Ingestible







I think it began in the fourth grade. The years before, in the time anticipating puberty, I was athletic, flat-chested, and freckled. However, as time passed that year, I could feel my clothes sticking to me in a different way, rolls of skin beneath my school’s uniform. I began to notice my own invisibility and later how my friends were so much more attractive than me. I guess this was my “DUFF” moment, the period of time where I realized I was the ugly friend. The fat friend. The one you keep around because of her personality.

My self-confidence continued to plummet as boys came into the picture. You see, they never liked me. Within the continuous cycle of note-passing and lip-glossed whispers, I was always left out. That problem followed me into middle school, where the guys I liked never felt the same way. Instead, they flocked to the blonde girls who looked nothing like the pale, chubby one with the obnoxious laugh. Eighth grade was by far the worst year, my anxieties about my body and life piling on top of each other, escalating into a small period of depression. When high school came around though, it was different. My friend group expanded into the territory of bodies and beliefs that didn’t fit into the normal conservative constraints. 
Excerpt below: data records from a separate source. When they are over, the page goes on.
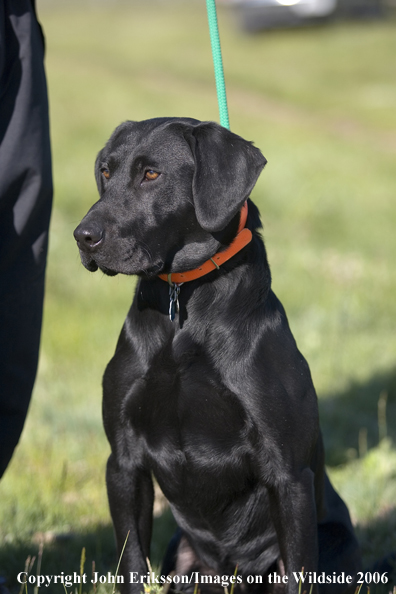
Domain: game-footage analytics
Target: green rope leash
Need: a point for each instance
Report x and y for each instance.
(217, 62)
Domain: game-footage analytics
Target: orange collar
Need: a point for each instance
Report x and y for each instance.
(243, 237)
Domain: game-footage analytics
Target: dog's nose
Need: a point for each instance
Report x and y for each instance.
(89, 237)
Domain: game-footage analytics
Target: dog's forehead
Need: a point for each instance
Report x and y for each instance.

And then, I was surrounded by people who didn’t care that much about looks, rather our conversations and inside jokes. Yet, my body issues didn’t disappear. I still hate how my stomach sticks out and forms rolls. I hate how I look in candid photographs and how stretch marks decorate my thighs. However, at the same time, I love so many parts of myself. I love my freckles, splayed across my cheeks. I love the slight heterochromia within my eyes, and how my legs look in jeans. So, even though I don’t completely feel beautiful sometimes, I believe the key to self-acceptance is to love more things about yourself than you hate.